Woofun AI reports that a malicious governance proposal numbered 67 appeared on the Tornado Cash DAO voting page in the early hours of June 25, 2026. The proposal, titled "Establishing a 0.5% fee rate and a 90% dynamic deflation-based token destruction mechanism," ostensibly sought to upgrade the relayer registry and adjust fee distribution while requesting 50 TORN tokens for gas compensation.

However, the associated contract code lacked source code verification on blockchain browsers like Etherscan, displaying only machine code to observers.

Researchers at L2BEAT and security expert Pascal Caversaccio dissected the unverified code and uncovered a hardcoded attacker wallet address: 0x5efda50f22d34f272c7077689d6abc42f15e285f.
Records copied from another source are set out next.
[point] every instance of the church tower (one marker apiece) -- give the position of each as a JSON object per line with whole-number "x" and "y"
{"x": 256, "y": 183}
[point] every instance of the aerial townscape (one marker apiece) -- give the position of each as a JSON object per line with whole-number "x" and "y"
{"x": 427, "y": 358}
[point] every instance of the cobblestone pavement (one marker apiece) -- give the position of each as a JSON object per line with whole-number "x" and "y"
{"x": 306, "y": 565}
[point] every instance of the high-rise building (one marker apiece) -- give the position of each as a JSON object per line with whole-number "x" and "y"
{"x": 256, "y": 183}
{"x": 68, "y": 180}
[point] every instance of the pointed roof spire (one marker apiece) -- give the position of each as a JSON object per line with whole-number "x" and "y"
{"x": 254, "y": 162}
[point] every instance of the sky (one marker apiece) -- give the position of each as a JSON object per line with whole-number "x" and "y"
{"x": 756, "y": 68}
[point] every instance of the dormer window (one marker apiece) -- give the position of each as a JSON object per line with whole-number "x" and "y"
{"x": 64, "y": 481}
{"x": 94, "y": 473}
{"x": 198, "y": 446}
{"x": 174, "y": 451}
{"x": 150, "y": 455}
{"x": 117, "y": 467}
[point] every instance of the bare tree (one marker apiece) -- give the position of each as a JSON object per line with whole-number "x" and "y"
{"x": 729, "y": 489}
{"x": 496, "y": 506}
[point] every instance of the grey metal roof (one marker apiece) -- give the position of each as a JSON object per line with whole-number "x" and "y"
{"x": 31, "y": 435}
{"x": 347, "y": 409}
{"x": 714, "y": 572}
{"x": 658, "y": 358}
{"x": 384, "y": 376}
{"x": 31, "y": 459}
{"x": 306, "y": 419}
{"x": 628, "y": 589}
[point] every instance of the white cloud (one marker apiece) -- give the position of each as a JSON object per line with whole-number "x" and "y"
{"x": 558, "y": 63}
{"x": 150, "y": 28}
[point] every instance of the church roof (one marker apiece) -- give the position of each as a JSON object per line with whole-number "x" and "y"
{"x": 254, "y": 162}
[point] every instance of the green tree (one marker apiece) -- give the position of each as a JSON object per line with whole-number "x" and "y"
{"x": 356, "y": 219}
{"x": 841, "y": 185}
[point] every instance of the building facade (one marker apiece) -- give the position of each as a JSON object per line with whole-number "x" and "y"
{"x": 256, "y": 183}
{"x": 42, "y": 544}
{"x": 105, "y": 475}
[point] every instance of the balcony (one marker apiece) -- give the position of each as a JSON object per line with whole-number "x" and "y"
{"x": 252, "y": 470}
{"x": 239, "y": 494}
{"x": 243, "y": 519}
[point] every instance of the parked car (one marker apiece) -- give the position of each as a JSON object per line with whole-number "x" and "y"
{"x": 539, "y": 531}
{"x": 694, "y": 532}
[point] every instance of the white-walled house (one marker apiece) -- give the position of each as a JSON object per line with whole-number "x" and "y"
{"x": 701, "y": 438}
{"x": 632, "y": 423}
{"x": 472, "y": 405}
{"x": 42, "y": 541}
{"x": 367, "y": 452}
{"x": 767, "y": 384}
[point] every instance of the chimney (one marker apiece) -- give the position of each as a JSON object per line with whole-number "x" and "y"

This address shares the first 15 characters with the legitimate governance address, 0x5efda50f22d34F262c29268506C5Fa42cB56A1Ce, creating a deceptive visual similarity intended to bypass casual scrutiny. The embedded logic aimed to replace the authorized governance address, a maneuver that would steal approximately $23 million worth of staked TORN tokens and paralyze the entire protocol.

The attacker's operational trail reveals that the malicious wallet received funds via Railgun four days prior to the proposal submission, a tactic employed to obscure the origin of the capital. Per Woofun AI, the community response was immediate and decisive, with the proposal accumulating 0 votes in favor against 27,163 votes against as of the latest count. Voting on this critical security matter is scheduled to close on June 30.

This event represents a recurrence of governance vulnerabilities, echoing a similar attack on Tornado Cash in May 2023. The incident underscores the persistent risks inherent in DAO governance models where token rights can be manipulated through unverified contract deployments. Industry observers now emphasize the necessity for users to monitor security alerts, reject unverified proposals, and delegate voting rights to trusted entities.

The broader implication points toward an urgent need for structural safeguards, specifically the implementation of time-lock mechanisms within decentralized protocols to prevent rapid, unauthorized state changes. This marks the second major governance assault on the platform in three years, signaling that code verification remains a critical failure point in decentralized finance security.